Mr. Wall’s reference to other writers are his choice, not ours to make. As far as your concern on articles not referenced by James Wall that appear on a website that he has referenced, we feel uncomfortable practicing guilt by association. The Israel Palestine Mission Network never condones anti-Semitism and does not believe that James Wall is anti-Semitic. His record of speaking out against racism and human rights violations in the world speaks for itself and we support his work in this regard.
Hylkema, like Wall himself, tries to play the “guilt by association” card, thinking that that ends the discussion. The problem is that she doesn’t understand what the term means. The issue with Wall isn’t that two odious web sites happen to take blog posts of his and use them for their own purposes. The problem is that he is tightly connected to the sites in question. He’s a contributing writer for My Catbird Seat, and has publicly embraced Veterans Today in his last post, despite the fact that VT’s articles on the Middle East are full of Jewish conspiracy theories, anti-Israel propaganda, and outright anti-Semitism.

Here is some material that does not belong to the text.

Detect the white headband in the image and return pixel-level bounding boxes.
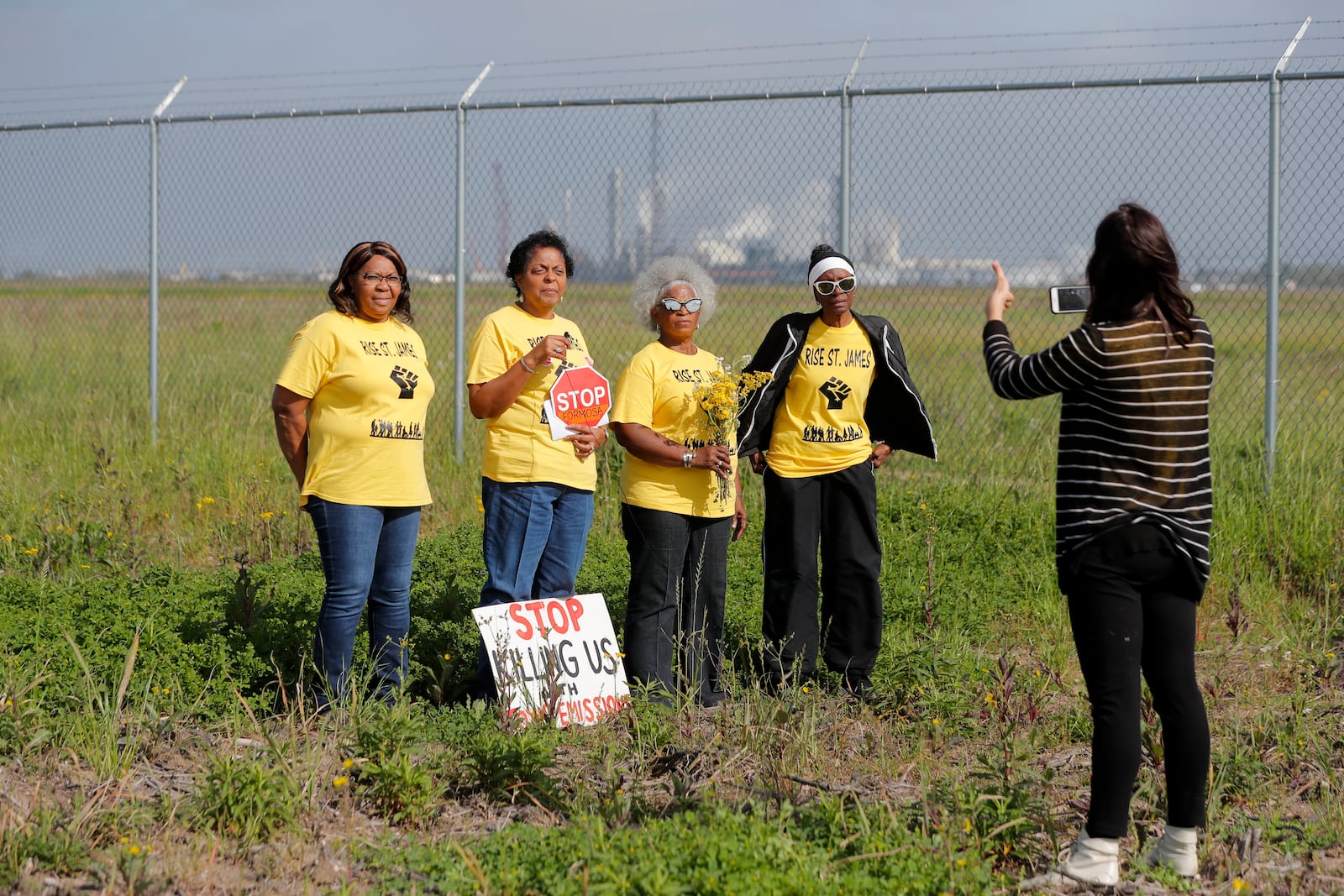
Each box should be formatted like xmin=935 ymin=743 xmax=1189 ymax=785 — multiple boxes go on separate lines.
xmin=808 ymin=255 xmax=853 ymax=286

If the IPMN actually refused to condone anti-Semitism, it wouldn’t be linking to Veterans Today articles or to the articles by those who embrace it. But I’m not going to hold my breath waiting for anyone from IPMN to recognize that.
December 3, 2010 at 1:43 am
David, I put this on my comment section and then thought I should put it here:
I have a question relating to what you quoted from on your comment section. It was the extra by the awful anti-Semite:
This:
“I have proposed the basic framework of the solution, which is the elimination of the rabbinical class and its entire support system, both Jewish and Gentile. Almost anything is possible but first it has to be proposed.”

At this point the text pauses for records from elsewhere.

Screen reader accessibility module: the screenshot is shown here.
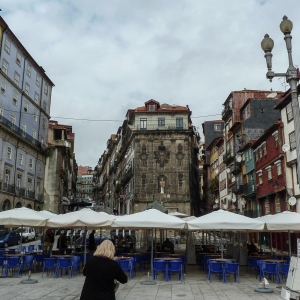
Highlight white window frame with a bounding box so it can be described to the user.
[289,131,296,151]
[25,82,30,95]
[44,83,49,95]
[14,72,20,86]
[2,59,9,75]
[28,158,33,169]
[286,102,294,122]
[16,51,22,67]
[34,92,39,103]
[0,80,6,96]
[4,38,11,54]
[26,63,32,77]
[13,91,19,106]
[6,146,12,160]
[19,153,23,166]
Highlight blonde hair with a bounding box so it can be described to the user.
[94,240,116,260]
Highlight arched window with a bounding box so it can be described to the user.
[2,199,11,211]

Couldn’t one make the case that this is a death threat to a whole group of people and therefore VT should not be allowed on the internet?

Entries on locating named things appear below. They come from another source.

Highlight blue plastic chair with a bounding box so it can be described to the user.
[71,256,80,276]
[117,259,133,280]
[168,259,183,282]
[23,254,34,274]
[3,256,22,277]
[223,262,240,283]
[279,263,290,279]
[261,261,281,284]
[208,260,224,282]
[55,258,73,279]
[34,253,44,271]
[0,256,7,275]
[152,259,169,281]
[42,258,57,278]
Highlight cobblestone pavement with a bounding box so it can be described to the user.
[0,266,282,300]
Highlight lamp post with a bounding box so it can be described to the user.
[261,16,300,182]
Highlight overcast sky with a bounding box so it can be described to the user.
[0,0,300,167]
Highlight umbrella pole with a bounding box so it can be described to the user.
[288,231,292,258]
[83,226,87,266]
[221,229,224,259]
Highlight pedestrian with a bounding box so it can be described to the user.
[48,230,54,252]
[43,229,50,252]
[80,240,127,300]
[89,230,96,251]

December 3, 2010 at 8:11 am
The reason Hylkema hides behind banal euphemisms to defend the indefensible is because she sympathizes with the unforgivable. These people are anti-Semites. It’s not complicated.
December 3, 2010 at 8:51 am
Viola: That’s an interesting question. It would revolve around the meaning of the word “elimination,” which is just ambiguous enough so that the author could say he was speaking of putting an end to their influence, not physical death. But I do think it’s something that someone (Homeland Security, perhaps?) might find worth looking into. It might not shut down the site, but it might make life a bit more difficult for Campbell, who is clearly a neo-Nazi.